Interesting thread. I haven’t been a landlord in 20 years for all the reasons HLS cited here (had a total of 5 rental units in the past – not all at the same time). And I’m too old and tired now to put up with tenant shenanigans.
I would think the “professional deadbeat tenant” would have gone “mainstream” by now.
My last kid who just graduated from HS had MORE than a handful of classmates (numerous?) whose parents fell into that category. A couple of the “deadbeat tenant” parents were actually RE licensees (albeit not working in the biz). Some parents will do absolutely anything to remain in a particular school attendance area after getting foreclosed upon or forced into short-selling their family’s home.
It seems the deadbeat-renter-stunt-of-choice around here was to rent ONLY from “owners” hoping to list or listing their homes as short sales. They paid well under market rent from an “owner” who wasn’t paying the mortgage, with the understanding that the property would be showed with an advance appt … with the message on the pfl, “`Contingent.’ Showing by appt only. Needs TLC …Do Not Disturb Tenant.”

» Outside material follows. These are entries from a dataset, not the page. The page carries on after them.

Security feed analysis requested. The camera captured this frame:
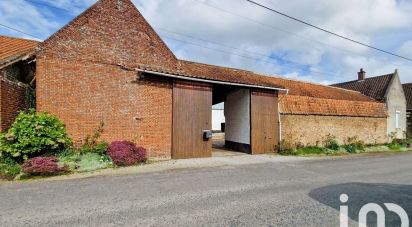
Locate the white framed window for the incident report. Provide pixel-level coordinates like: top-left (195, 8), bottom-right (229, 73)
top-left (395, 110), bottom-right (401, 129)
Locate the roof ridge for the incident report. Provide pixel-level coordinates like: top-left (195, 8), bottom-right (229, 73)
top-left (179, 59), bottom-right (254, 73)
top-left (331, 73), bottom-right (395, 86)
top-left (179, 59), bottom-right (366, 96)
top-left (0, 35), bottom-right (41, 43)
top-left (253, 72), bottom-right (362, 94)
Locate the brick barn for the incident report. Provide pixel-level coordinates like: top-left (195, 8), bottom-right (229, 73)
top-left (1, 0), bottom-right (387, 159)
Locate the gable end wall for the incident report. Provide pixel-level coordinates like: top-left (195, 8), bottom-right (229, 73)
top-left (36, 0), bottom-right (176, 159)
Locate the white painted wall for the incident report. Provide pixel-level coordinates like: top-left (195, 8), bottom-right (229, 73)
top-left (224, 89), bottom-right (250, 144)
top-left (212, 109), bottom-right (225, 131)
top-left (386, 73), bottom-right (406, 139)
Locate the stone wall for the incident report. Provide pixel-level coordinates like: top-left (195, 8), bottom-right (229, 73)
top-left (281, 115), bottom-right (388, 146)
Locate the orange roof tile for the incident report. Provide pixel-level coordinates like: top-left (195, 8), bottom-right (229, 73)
top-left (280, 95), bottom-right (387, 118)
top-left (0, 36), bottom-right (38, 65)
top-left (176, 61), bottom-right (387, 118)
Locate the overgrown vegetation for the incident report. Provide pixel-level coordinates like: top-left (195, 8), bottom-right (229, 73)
top-left (22, 156), bottom-right (69, 176)
top-left (0, 157), bottom-right (21, 180)
top-left (0, 109), bottom-right (72, 162)
top-left (107, 141), bottom-right (147, 166)
top-left (0, 113), bottom-right (147, 180)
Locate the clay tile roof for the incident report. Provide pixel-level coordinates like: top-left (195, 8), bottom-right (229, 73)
top-left (280, 95), bottom-right (387, 118)
top-left (0, 36), bottom-right (38, 66)
top-left (402, 83), bottom-right (412, 110)
top-left (332, 73), bottom-right (395, 101)
top-left (139, 61), bottom-right (284, 89)
top-left (176, 61), bottom-right (387, 118)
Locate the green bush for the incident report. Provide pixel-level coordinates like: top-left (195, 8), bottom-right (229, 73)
top-left (324, 134), bottom-right (339, 151)
top-left (58, 149), bottom-right (113, 172)
top-left (388, 143), bottom-right (402, 151)
top-left (0, 110), bottom-right (72, 161)
top-left (78, 142), bottom-right (109, 155)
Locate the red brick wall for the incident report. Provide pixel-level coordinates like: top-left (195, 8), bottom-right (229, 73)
top-left (36, 0), bottom-right (177, 158)
top-left (0, 76), bottom-right (27, 132)
top-left (37, 58), bottom-right (172, 158)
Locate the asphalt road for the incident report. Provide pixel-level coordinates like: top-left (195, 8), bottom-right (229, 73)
top-left (0, 154), bottom-right (412, 226)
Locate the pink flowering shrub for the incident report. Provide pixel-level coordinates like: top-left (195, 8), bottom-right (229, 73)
top-left (22, 156), bottom-right (68, 176)
top-left (107, 141), bottom-right (147, 166)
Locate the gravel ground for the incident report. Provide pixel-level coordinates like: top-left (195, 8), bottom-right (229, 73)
top-left (0, 153), bottom-right (412, 226)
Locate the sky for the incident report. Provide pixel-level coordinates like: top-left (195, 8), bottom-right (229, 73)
top-left (0, 0), bottom-right (412, 84)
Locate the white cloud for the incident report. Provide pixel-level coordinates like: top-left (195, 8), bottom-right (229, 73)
top-left (0, 0), bottom-right (412, 84)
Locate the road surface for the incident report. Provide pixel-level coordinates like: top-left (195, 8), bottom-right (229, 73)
top-left (0, 154), bottom-right (412, 226)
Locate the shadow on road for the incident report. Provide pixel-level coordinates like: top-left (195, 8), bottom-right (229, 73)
top-left (309, 183), bottom-right (412, 226)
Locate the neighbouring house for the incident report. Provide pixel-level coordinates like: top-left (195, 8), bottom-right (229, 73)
top-left (402, 83), bottom-right (412, 137)
top-left (0, 0), bottom-right (387, 158)
top-left (332, 69), bottom-right (406, 139)
top-left (0, 36), bottom-right (38, 131)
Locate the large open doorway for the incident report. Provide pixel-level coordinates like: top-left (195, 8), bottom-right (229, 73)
top-left (172, 80), bottom-right (279, 158)
top-left (212, 85), bottom-right (279, 154)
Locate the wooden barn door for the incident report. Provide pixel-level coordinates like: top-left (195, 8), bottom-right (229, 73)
top-left (250, 91), bottom-right (279, 154)
top-left (172, 81), bottom-right (212, 159)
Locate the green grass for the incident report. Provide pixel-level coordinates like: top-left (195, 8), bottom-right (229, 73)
top-left (0, 163), bottom-right (21, 180)
top-left (280, 146), bottom-right (345, 156)
top-left (59, 150), bottom-right (113, 172)
top-left (279, 144), bottom-right (412, 156)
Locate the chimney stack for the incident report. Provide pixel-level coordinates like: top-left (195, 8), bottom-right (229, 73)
top-left (358, 68), bottom-right (366, 80)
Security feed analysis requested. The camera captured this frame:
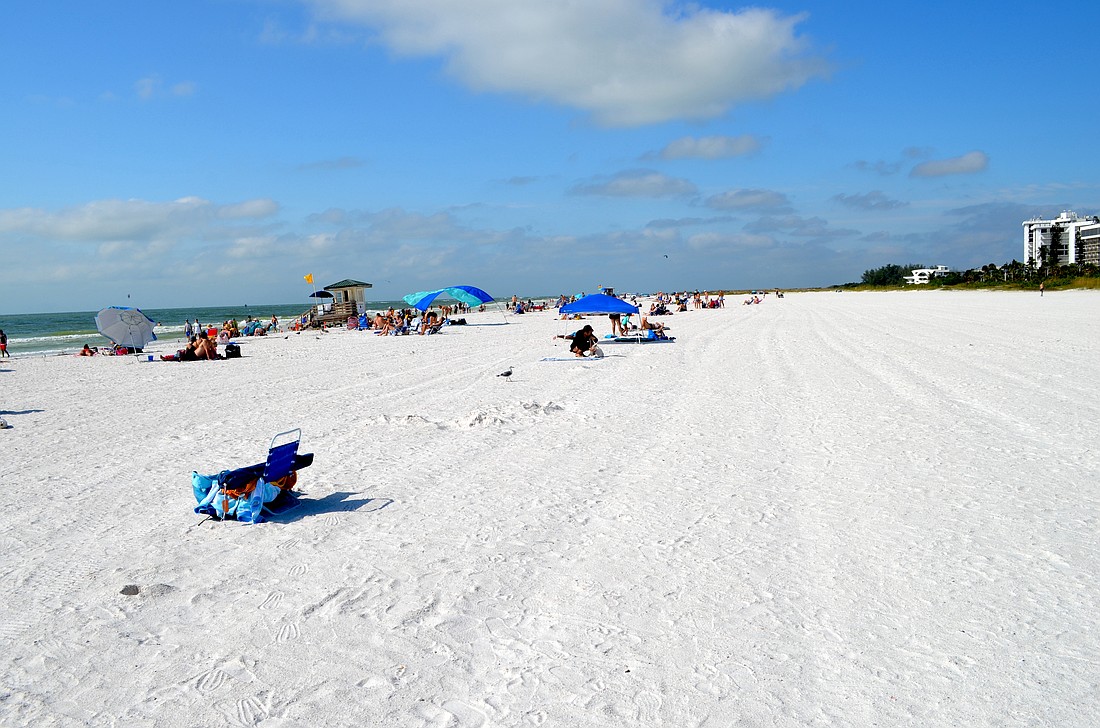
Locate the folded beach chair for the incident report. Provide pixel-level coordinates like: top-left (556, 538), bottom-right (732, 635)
top-left (191, 429), bottom-right (314, 523)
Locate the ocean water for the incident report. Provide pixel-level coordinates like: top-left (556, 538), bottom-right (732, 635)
top-left (0, 301), bottom-right (408, 356)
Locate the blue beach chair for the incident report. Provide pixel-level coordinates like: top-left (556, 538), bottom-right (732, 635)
top-left (191, 428), bottom-right (314, 523)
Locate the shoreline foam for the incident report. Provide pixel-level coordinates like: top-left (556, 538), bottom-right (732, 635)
top-left (0, 293), bottom-right (1100, 726)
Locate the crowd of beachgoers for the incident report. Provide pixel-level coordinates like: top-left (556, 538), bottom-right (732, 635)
top-left (60, 289), bottom-right (782, 361)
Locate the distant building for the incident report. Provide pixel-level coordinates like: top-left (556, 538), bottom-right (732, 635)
top-left (1077, 222), bottom-right (1100, 265)
top-left (894, 265), bottom-right (950, 286)
top-left (1023, 210), bottom-right (1100, 267)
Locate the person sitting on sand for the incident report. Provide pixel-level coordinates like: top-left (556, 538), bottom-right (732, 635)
top-left (569, 324), bottom-right (600, 356)
top-left (195, 332), bottom-right (221, 361)
top-left (641, 316), bottom-right (664, 338)
top-left (417, 311), bottom-right (439, 337)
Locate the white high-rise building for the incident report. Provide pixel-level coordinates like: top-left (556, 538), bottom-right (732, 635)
top-left (1023, 210), bottom-right (1100, 267)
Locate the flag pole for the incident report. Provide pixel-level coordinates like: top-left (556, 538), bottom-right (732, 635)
top-left (303, 273), bottom-right (319, 321)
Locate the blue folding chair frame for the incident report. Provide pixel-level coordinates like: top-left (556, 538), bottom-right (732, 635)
top-left (245, 428), bottom-right (301, 523)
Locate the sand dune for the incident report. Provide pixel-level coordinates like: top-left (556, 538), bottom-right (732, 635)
top-left (0, 291), bottom-right (1100, 727)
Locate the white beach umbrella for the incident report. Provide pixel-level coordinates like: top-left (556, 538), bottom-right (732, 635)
top-left (96, 306), bottom-right (156, 349)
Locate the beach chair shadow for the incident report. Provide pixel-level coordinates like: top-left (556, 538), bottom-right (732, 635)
top-left (266, 490), bottom-right (394, 523)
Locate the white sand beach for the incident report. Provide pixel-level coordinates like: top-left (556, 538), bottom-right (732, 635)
top-left (0, 291), bottom-right (1100, 728)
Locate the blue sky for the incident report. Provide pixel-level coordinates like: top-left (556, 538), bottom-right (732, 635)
top-left (0, 0), bottom-right (1100, 313)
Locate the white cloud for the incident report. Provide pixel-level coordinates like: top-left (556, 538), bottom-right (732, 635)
top-left (0, 197), bottom-right (278, 243)
top-left (570, 169), bottom-right (697, 198)
top-left (706, 189), bottom-right (790, 211)
top-left (832, 189), bottom-right (909, 210)
top-left (647, 134), bottom-right (767, 159)
top-left (134, 74), bottom-right (198, 101)
top-left (299, 0), bottom-right (829, 126)
top-left (909, 152), bottom-right (989, 177)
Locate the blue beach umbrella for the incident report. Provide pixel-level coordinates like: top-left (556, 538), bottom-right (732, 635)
top-left (404, 286), bottom-right (493, 311)
top-left (560, 294), bottom-right (638, 313)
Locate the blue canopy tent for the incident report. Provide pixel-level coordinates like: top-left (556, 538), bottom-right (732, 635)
top-left (404, 286), bottom-right (493, 311)
top-left (559, 294), bottom-right (638, 313)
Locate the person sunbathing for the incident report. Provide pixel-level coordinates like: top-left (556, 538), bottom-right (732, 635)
top-left (195, 333), bottom-right (221, 361)
top-left (641, 316), bottom-right (664, 337)
top-left (569, 324), bottom-right (600, 356)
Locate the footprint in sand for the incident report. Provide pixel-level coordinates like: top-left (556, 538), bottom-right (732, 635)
top-left (193, 668), bottom-right (229, 695)
top-left (275, 622), bottom-right (301, 642)
top-left (260, 592), bottom-right (283, 609)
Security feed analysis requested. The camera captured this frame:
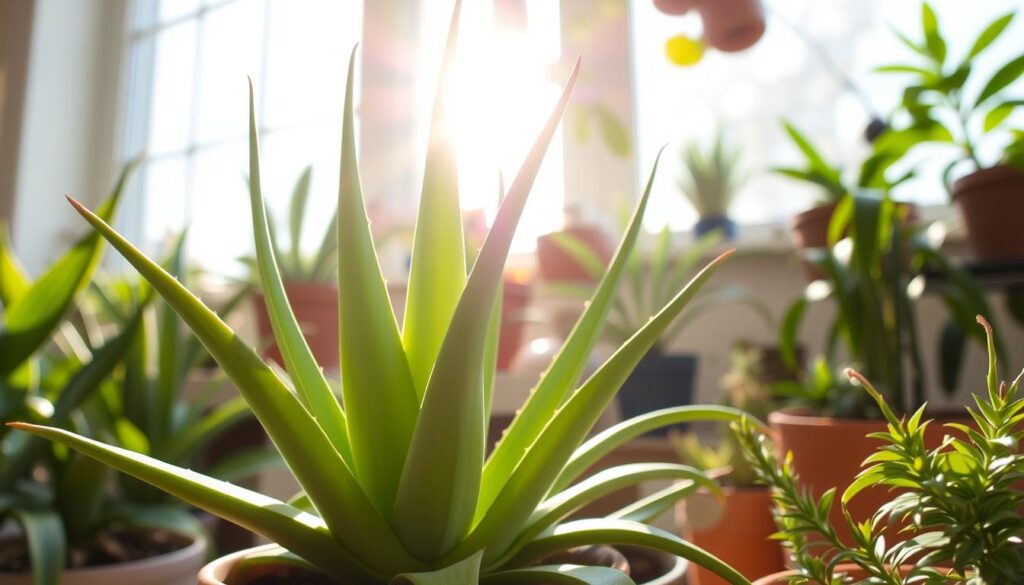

LOL, all these “deadbeat tenants” had to do was make sure the house was a disaster and there were odors in it during showings to ensure it would never sell for anything the lender(s) would accept. The best case scenario for some of these lucky deadbeat tenants was to have the house they were renting foreclosed upon and get to squat for awhile (most likely already began squatting during the deadbeat seller’s “ownership”) and then either make a deal with the REO lender for continuing occupancy under the property’s present condition (which these tenants had full control over, lol) OR get thousands from the REO lender or FNMA for “relocation expenses” after only leaving the home “broom swept” and their mountains of trash at the curb. Most Big Banks back then just let these “deadbeat (holdover) tenants” stay for years so as not to have the home unoccupied and thus have the City down their throats for broken windows, 4′ high weeds and green/black pools while they decided which homes on which tracts to market first.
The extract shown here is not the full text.